In Phase 1, all the participants in group 1 responded to immediate-release aspirin based on the blood test and all but 1 responded based on the urine test. Of those in group 2, 17% qualified as “non-responders” based on the blood test, and 24% qualified as “non-responders” based on the urine test. Of those in group 3, 49% qualified as “non-responders” based on the blood test, and 59% qualified as “non-responders” based on the urine test.
For the second phase of the study, 108 “non-responders” and 149 “responders” from Phase 1 repeated the test.

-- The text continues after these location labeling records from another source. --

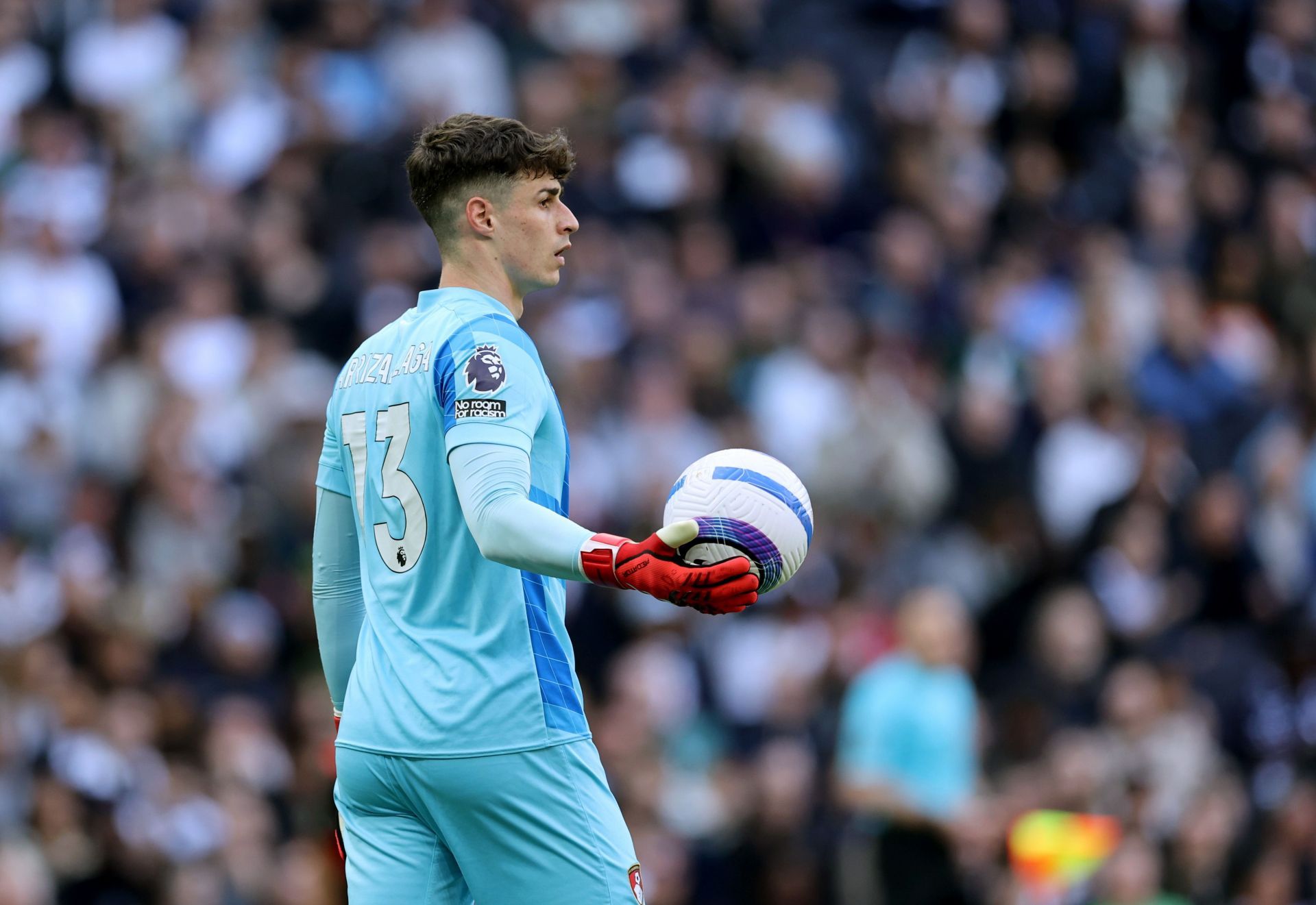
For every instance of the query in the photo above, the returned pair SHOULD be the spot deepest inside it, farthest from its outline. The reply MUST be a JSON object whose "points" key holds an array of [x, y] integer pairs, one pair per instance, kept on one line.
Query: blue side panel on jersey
{"points": [[546, 500], [561, 707], [462, 338], [766, 483], [566, 460]]}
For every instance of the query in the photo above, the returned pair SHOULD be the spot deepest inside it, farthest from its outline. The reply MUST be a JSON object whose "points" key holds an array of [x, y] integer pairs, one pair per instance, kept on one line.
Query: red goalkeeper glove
{"points": [[655, 567]]}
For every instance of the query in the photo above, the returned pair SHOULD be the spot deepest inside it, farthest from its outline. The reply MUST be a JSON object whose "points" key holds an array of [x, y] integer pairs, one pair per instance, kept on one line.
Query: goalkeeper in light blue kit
{"points": [[441, 543]]}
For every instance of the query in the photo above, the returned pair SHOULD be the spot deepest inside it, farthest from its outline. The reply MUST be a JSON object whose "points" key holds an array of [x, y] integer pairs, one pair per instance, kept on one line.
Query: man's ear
{"points": [[479, 216]]}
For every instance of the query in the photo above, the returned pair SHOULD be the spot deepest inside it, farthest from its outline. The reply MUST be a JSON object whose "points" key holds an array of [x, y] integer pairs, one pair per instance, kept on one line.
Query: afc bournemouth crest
{"points": [[485, 371]]}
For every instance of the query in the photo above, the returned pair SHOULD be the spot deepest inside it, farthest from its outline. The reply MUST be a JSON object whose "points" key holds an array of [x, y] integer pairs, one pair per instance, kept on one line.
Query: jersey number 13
{"points": [[393, 427]]}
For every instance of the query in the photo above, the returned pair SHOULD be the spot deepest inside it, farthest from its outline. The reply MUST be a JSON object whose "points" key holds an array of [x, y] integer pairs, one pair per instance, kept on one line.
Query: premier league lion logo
{"points": [[485, 371]]}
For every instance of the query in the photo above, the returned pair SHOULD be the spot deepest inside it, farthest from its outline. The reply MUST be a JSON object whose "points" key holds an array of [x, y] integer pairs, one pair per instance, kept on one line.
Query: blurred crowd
{"points": [[1024, 291]]}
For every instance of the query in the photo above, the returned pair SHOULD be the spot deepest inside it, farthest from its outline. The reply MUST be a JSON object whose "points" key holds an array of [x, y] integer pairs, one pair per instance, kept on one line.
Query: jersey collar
{"points": [[430, 299]]}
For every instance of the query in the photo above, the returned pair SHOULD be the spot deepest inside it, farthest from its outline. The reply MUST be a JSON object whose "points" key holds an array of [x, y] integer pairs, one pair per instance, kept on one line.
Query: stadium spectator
{"points": [[907, 750]]}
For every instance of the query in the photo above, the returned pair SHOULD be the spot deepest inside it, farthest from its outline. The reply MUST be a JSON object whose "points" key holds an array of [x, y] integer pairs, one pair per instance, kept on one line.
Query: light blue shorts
{"points": [[533, 826]]}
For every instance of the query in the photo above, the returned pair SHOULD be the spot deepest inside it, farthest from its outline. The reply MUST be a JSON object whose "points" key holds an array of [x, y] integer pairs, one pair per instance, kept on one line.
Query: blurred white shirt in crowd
{"points": [[69, 301], [114, 64], [457, 67]]}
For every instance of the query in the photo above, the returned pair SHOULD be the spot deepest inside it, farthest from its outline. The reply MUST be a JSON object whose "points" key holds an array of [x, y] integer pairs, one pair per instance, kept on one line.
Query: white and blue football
{"points": [[746, 503]]}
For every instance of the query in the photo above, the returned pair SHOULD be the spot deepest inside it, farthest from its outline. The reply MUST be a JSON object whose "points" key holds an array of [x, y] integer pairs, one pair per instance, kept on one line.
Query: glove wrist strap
{"points": [[599, 558]]}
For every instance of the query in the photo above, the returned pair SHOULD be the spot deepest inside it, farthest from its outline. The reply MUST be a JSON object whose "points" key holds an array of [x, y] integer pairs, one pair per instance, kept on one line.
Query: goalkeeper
{"points": [[441, 543]]}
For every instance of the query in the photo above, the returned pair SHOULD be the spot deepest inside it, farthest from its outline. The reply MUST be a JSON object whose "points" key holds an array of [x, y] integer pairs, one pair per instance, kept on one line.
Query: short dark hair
{"points": [[469, 153]]}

This time, of the initial “non-responders,” just 6% of those from group 2 and 20% of those from group 3 remained “non-responders” based on the blood test and just 7% of group 2 and 26% of group 3 remained “non-responders” based on the urine test.
In the third phase of the study, 27 consistent “non-responders” and 25 consistent “responders” from the first 2 phases received 81 mg enteric-coated aspirin and 75 mg clopidogrel for 7 days each. (This phase was designed to mimic daily low-dose aspirin therapy and to test whether “resistance” extended to another platelet inhibitor as well as aspirin.) In Phase 3, just 1 of the “non-responders” failed to respond to the weeklong aspirin treatment. However, this participant’s platelets responded to aspirin ex vivo, and the participant also failed to respond to clopidogrel, suggesting that the participant’s failure to respond may have been due to nonadherence rather than “resistance.”
The researchers note that their study of 400 healthy individuals did not find a single instance of true aspirin resistance. They add that apparent “resistance” occurred only in participants who took enteric-coated aspirin as opposed to immediate-release aspirin and was observed more frequently when measurements of response were taken 4 hours after dosing as opposed to 8 hours after dosing. They hypothesize that delayed absorption of aspirin due to the coating—designed to prevent stomach irritation—was the cause of “pseudoresistance” in these participants.
"These studies question the value of coated, low-dose aspirin," said study co-author Garret FitzGerald, MD, in a press release. "This product adds cost to treatment, without any clear benefit. Indeed, it may lead to the false diagnosis of aspirin resistance and the failure to provide patients with an effective therapy.”